To put into some sort of context what 18-year-old Kobe McDonald did in 18 minutes on the pitch in Clones, in 2018 it took the first five league games of his Kerry career for a just turned 19-year-old David Clifford to score the equivalent seven points from play that McDonald managed in little more than a quarter hour last Sunday.

A futile and pointless exercise to make such a comparison? Perhaps. After all, another Leaving Certificate student, Conor McCahill, only a week earlier and ironically against Mayo, kicked three points on his debut for Donegal. And there are countless other teenagers whose first spins out will have outshone Clifford’s but who could only dream of playing as good once in their career as Clifford is now doing every single game. But there can be no doubt that anyone fortunate enough to have been in Clones last Sunday sensed they were witnessing something exceptional. Something that would endure.

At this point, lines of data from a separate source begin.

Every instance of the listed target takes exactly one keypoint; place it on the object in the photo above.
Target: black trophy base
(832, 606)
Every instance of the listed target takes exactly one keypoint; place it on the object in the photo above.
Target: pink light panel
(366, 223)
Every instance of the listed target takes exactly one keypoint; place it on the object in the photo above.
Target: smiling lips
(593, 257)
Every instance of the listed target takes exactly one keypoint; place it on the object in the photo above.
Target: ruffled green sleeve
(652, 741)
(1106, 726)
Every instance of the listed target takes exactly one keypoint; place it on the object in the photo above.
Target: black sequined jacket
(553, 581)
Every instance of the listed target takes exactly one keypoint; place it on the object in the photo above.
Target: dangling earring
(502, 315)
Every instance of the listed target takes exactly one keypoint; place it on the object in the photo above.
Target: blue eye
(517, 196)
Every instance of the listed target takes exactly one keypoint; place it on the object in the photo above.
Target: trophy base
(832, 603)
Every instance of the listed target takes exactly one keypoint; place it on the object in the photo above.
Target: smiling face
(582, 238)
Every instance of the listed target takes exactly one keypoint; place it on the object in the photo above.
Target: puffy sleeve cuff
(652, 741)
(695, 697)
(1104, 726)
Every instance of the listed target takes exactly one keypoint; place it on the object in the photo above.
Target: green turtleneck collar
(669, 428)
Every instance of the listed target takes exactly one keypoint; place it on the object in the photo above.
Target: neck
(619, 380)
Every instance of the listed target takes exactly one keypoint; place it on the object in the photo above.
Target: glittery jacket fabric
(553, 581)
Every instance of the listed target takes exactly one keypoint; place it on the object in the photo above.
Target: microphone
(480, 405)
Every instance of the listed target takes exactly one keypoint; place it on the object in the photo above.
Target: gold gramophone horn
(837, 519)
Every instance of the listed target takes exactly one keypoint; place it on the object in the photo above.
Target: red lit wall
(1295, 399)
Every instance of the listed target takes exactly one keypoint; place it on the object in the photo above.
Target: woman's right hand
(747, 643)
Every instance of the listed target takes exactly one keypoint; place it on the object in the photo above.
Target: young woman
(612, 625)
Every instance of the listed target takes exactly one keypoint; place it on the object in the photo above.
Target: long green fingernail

“He’s a great kid. He’s a real talented boy and we’re just happy to have him for as long as we have him,” said Moran of McDonald who is due to join AFL side St Kilda later this year.

“He’s 18. Let’s just enjoy him while he’s here. We’ll give him every chance to play. Of course he’s a special talent, all these guys who are brought to Australia are, but to be so humble around it is the key thing about Kobe.” 

The pass for McDonald’s 58th minute goal was laid on by Flynn but receiving the ball on the 45 metre line, the Crossmolina attacker still had plenty to do before flashing the ball past Monaghan goalkeeper Kian Mulligan.

“That’s the sort of individual he is, the sort of person he is; he’s clinical,” said Andy Moran. “We just hope for the year that we keep him healthy and give him every chance to play senior football.” 

The possibility that Kobe and his Mayo teammates could find themselves playing in Croke Park as early as next month cannot be ruled out after the Green and Red’s third win in four games, with two of their remaining trio of Division One matches taking place in Castlebar – beginning with next Sunday’s visit of Armagh.

“We’ve had an awful run of it, we’ve had four games and three have been away but we’ve come away with three out of four wins. We’d have bitten your hand off if you had given us that at the start of the year,” admitted Moran.

“I’m not saying you’re fully safe but the way the games run from hereon in, you can experiment a bit and throw fellas in. We’ve made four or five switches for every game so far and we’ll continue to do that,” added the manager who was asked if he’d like to see his team reach the league final.

“I don’t think it puts us up or down to be honest. If we get there, we get there. We play London two weeks after the league final; I’ve a big enough squad that I need to look at players.

“If they go out against Armagh next week and they’re well able to play and they give a good account… you always want to win your home games, you don’t want to give them up. So we’ll be trying to go after the game with the fifteen we put out on the pitch.

“Out of the four games, I think we’ve had 40 minutes, 15 against Dublin at the end of the game and 25 against Donegal, where we were very poor. The rest I think we’ve been quite good so we’re quite happy with it,” Moran added.